Virtual Private Network (VPN) in Network Security
Virtual Private Network:
Virtual Private Network (VPN) is a technology that is growing today for internal communication of a company through the Internet but in a secure way. VPN is private in the sense that it provides the privacy of the data but it is virtual in the sense that it uses a public network rather than a private network.
Private Network: In this system, the offices are connected via a leased line so that a network can be formed between them only. It remains isolated from the rest of the world. The main advantages are that it is highly secured as no external entity can enter the system.
Internet: With the progress of the Internet, It has become easier to communicate between the offices of a company via the Internet. It is the easiest one but it lags in privacy as the Internet is open to all and unless some special measure is taken data becomes accessible to all.
Implementation of Virtual Private Network (VPN):
To implement a VPN, each office of a company is equipped with a firewall and a tunnel is created between each pair of them. IPSec with ESP is used in the tunnel mode such that all traffic between any two pair of offices are aggregated onto a single authenticated, encrypted SA to provide integrity control, secrecy and immunity to the traffic.
Many firewalls have VPN capabilities built-in. Each pair of firewalls negotiates the parameters of its SA on system startup. Tunnels begin and end at the firewall, So, the company network has a clear separation from the Internet. Once SAs have been established traffic can begin flowing through the tunnel just as an ordinary data packet.

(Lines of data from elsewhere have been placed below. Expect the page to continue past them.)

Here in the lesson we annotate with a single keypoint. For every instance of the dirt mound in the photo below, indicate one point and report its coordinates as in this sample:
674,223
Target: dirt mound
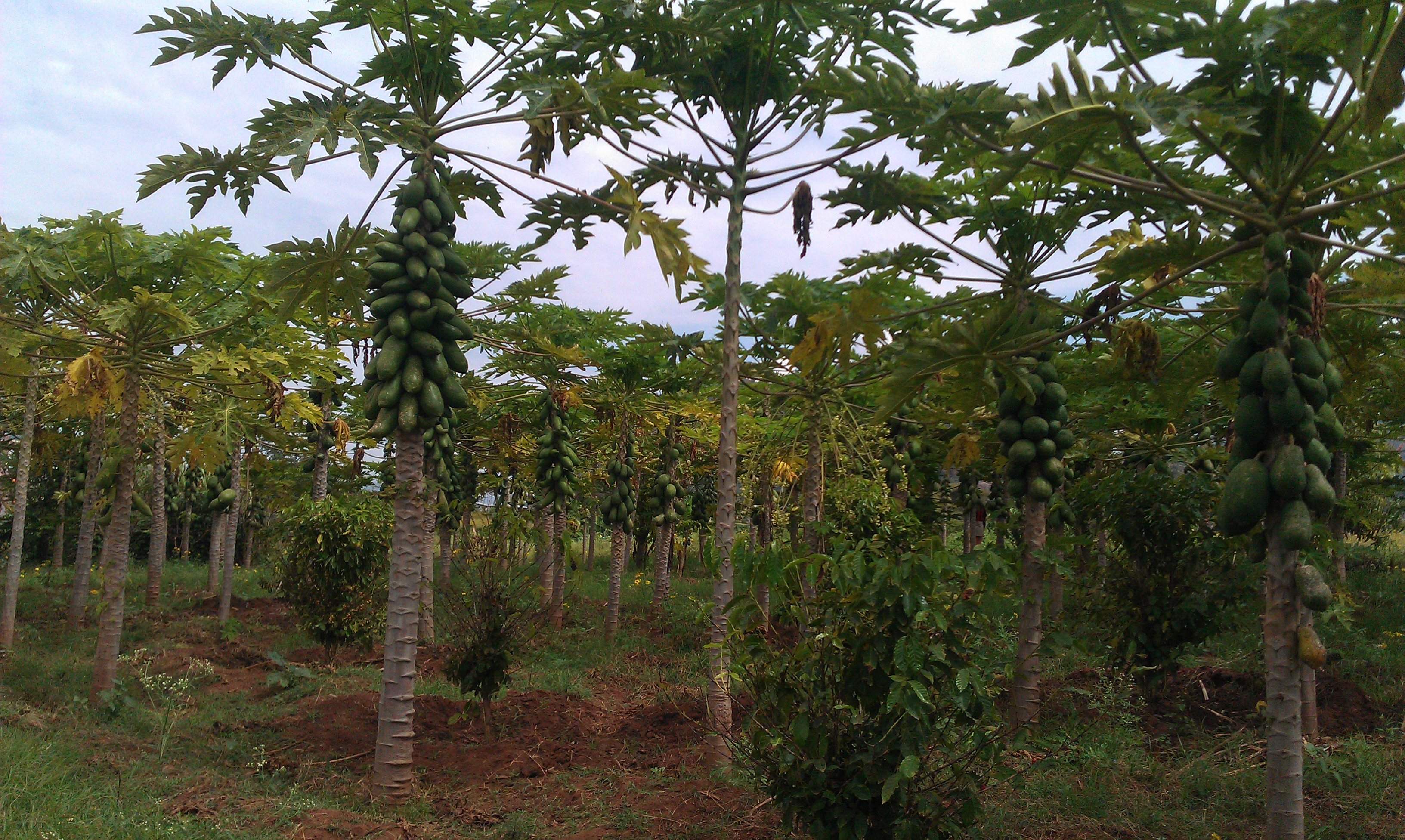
342,825
1220,698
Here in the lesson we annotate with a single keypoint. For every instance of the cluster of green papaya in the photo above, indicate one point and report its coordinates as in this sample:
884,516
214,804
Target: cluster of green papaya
905,447
1033,415
666,495
1284,422
220,495
557,460
619,506
416,284
439,447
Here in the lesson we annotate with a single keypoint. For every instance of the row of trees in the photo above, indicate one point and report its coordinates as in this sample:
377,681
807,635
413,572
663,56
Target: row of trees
1281,141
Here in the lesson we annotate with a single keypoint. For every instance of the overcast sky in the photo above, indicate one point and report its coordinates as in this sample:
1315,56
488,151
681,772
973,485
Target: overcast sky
85,113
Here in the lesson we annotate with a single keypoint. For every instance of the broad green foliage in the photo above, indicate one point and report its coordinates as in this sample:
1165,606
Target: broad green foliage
879,721
332,567
1170,582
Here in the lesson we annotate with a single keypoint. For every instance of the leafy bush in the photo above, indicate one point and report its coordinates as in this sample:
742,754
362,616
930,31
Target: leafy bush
486,626
334,567
1171,581
879,724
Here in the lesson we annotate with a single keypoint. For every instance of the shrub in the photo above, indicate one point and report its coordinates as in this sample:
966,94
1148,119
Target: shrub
486,626
334,567
877,723
1171,581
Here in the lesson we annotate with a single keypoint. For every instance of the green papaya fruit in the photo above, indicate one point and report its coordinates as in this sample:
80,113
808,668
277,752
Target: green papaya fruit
1318,492
384,270
1300,266
384,307
436,368
391,392
430,213
1296,526
1306,357
1287,475
454,394
397,287
1054,395
1245,498
1251,376
1278,288
409,412
1315,453
412,377
409,221
1278,371
424,319
1287,409
1009,402
1311,651
1314,392
1275,248
454,357
1233,357
391,357
391,252
1330,429
1251,420
1034,429
398,324
412,193
432,402
1315,593
1263,326
1332,378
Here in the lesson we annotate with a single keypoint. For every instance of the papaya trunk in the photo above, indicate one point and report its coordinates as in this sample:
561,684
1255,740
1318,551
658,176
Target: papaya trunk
116,543
616,572
227,582
1283,680
394,773
558,568
22,503
1310,718
1338,522
426,630
591,550
217,541
88,525
720,689
662,541
319,458
546,575
446,553
185,533
156,551
57,558
1025,695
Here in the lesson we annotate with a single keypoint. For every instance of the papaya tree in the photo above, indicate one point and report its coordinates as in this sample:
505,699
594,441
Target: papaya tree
416,93
755,69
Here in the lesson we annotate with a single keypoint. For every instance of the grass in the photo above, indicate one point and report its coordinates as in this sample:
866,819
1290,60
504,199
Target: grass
234,772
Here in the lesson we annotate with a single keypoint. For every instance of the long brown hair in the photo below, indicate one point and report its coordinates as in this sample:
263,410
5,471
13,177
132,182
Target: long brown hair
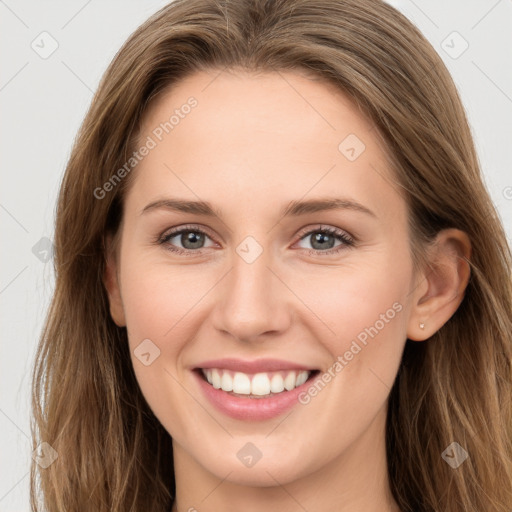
113,454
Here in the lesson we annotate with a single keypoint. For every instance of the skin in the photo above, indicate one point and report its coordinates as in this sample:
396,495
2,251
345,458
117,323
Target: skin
251,145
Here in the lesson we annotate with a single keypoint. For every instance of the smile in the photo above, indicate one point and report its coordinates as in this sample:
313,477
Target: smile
253,391
264,384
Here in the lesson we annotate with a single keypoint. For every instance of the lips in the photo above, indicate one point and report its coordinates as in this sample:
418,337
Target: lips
253,390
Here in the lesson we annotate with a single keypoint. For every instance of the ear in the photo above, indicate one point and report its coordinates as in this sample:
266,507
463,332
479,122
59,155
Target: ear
111,282
441,285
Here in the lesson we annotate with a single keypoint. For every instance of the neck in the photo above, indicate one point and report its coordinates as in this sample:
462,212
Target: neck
355,480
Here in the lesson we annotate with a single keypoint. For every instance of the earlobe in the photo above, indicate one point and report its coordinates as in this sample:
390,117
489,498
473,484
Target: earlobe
111,282
442,285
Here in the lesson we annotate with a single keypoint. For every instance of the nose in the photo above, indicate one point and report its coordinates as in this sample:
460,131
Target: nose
253,303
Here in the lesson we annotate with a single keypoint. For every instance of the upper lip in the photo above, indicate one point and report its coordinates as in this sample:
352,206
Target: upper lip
256,366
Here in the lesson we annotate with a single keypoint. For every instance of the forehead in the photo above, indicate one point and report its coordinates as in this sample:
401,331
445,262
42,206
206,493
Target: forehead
276,134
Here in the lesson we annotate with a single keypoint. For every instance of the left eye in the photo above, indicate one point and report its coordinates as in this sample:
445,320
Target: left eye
324,239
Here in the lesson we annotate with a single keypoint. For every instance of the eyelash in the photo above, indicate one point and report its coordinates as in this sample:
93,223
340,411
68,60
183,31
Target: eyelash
348,241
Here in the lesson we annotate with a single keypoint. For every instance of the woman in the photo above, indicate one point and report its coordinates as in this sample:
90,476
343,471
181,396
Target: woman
280,281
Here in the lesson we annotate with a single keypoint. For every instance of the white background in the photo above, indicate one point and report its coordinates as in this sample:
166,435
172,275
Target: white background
42,104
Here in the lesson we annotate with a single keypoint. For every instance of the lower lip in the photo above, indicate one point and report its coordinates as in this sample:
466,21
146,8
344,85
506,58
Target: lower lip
251,409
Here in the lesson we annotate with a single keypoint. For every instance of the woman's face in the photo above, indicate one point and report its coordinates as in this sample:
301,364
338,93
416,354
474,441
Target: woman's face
303,266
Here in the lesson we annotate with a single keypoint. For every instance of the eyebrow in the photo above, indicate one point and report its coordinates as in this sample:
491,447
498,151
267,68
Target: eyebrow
293,209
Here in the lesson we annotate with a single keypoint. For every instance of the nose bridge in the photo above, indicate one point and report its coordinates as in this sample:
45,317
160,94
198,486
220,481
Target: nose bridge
252,303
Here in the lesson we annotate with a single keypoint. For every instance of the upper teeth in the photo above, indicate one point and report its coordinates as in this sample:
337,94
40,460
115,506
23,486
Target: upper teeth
258,384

As the IPSec header is encapsulated within the IP header it does not affect forwarding them by the router. At the end of the tunnel, there remains a firewall which decapsulates the packet for getting the IPSec header and the payload to check the authenticity of the source and the integrity of the data. In this way, VPN implements privacy, authenticity and integrity.
The main advantages of VPN are that it is transparent from the application level software, and it uses the Internet as the communication network, which is why no leased line is required for internal communication of the company.